As late as the 1990s she wrote in one of her word pieces, ‘I am OK I have career ahead’, a note to self that speaks of a feeling of artistic isolation. Now we can see that she wasn’t alone in what she did as a visual artist. Marie-Louise Ekman and Charlotte Johannesson are other Swedish artists of the same generation whose attitude to art making can be compared to Moki’s: unworried experimentalists who drew on crafts traditions and other creative disciplines, as well as the wider social context for their work, to develop original feminist styles. 
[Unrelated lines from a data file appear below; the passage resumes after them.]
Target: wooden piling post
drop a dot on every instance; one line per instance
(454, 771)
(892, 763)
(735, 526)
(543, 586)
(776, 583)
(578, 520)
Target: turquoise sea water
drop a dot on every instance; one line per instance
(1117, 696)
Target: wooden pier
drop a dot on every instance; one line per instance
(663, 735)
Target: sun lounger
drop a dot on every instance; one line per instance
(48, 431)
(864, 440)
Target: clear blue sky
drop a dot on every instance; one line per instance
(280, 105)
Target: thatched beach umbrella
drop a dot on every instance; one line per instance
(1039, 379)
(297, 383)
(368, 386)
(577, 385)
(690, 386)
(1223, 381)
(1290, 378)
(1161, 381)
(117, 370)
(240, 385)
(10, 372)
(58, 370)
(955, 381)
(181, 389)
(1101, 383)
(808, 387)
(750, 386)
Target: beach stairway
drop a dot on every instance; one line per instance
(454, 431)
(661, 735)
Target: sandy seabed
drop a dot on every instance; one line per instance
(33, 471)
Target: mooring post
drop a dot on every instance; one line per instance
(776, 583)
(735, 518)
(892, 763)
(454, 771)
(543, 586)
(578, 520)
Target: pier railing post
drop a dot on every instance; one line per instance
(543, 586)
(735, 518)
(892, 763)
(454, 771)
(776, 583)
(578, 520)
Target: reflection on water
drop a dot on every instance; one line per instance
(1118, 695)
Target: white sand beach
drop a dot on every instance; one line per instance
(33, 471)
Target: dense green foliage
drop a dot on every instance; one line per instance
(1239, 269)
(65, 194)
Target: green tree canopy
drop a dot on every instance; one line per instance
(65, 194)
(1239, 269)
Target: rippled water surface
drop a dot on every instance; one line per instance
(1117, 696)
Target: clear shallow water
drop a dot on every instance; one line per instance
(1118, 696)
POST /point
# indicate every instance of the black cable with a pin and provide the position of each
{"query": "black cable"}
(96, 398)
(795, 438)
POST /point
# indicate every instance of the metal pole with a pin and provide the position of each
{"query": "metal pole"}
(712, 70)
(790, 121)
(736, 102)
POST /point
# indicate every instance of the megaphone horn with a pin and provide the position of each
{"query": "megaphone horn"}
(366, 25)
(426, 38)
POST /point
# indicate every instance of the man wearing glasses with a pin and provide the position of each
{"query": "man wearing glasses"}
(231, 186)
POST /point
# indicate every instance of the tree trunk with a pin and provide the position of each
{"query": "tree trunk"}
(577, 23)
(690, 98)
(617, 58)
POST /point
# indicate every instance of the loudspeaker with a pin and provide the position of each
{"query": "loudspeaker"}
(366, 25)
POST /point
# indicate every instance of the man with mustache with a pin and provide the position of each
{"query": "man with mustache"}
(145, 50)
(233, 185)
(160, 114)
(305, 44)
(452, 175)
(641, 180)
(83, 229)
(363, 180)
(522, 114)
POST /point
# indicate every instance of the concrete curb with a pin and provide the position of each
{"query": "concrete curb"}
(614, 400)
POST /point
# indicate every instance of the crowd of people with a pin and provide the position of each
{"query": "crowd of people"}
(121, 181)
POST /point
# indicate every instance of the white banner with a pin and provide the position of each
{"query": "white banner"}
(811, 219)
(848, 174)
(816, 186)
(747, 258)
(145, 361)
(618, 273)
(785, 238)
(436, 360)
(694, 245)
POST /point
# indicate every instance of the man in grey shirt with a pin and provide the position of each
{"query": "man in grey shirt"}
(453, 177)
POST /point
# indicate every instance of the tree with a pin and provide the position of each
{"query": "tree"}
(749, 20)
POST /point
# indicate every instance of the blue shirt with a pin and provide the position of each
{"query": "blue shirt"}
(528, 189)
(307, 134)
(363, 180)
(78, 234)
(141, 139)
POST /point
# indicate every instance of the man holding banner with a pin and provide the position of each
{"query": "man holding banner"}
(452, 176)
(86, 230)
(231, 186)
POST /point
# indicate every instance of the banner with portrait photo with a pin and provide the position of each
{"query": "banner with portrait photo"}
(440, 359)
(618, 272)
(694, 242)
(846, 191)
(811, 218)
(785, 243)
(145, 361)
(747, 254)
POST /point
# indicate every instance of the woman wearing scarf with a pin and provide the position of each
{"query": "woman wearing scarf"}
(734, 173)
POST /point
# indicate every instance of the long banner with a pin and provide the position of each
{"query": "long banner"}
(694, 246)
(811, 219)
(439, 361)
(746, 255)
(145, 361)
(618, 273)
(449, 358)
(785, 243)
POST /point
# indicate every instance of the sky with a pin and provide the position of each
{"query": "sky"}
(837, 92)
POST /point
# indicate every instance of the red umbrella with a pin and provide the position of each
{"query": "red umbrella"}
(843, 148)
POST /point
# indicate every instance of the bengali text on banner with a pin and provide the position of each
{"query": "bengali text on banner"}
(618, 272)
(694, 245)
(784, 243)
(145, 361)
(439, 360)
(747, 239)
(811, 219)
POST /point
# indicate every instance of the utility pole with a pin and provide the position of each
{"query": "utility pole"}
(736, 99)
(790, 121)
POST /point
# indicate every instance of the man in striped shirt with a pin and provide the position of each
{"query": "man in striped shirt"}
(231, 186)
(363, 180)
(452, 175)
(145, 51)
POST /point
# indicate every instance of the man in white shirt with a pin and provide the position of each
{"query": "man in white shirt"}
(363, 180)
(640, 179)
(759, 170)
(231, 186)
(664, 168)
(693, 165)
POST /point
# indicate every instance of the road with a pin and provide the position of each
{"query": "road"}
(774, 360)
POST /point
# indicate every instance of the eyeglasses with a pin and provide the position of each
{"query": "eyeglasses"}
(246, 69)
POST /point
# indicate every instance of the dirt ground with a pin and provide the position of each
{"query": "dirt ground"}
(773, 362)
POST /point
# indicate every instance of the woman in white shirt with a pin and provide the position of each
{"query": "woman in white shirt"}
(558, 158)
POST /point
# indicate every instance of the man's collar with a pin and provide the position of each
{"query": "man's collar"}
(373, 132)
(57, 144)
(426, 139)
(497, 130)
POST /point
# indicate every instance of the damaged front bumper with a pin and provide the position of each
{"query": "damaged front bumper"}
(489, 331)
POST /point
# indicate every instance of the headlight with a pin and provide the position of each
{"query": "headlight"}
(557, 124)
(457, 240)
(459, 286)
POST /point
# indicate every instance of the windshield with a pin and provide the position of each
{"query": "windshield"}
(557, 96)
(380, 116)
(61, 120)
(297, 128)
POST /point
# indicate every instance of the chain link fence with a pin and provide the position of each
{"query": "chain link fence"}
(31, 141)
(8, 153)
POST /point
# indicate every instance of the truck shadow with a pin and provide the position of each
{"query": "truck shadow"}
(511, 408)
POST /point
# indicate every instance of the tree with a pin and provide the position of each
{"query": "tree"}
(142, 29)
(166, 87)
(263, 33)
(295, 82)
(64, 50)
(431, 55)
Moki didn’t reserve particular media or sites for her work, but let creativity loose indifferently of place, material and circumstance. Her fabrics travel with a history that makes you look back to the bodies they wrapped and the situations they framed, but they also make you aware that you need to look ahead from our present moment, ‘with a kind of torque that shapes what’s being looked at’ (Fred Moten again). This gaze situates her works as entities moving through history, in their continuous bending of time and foreshadowing of what is to come.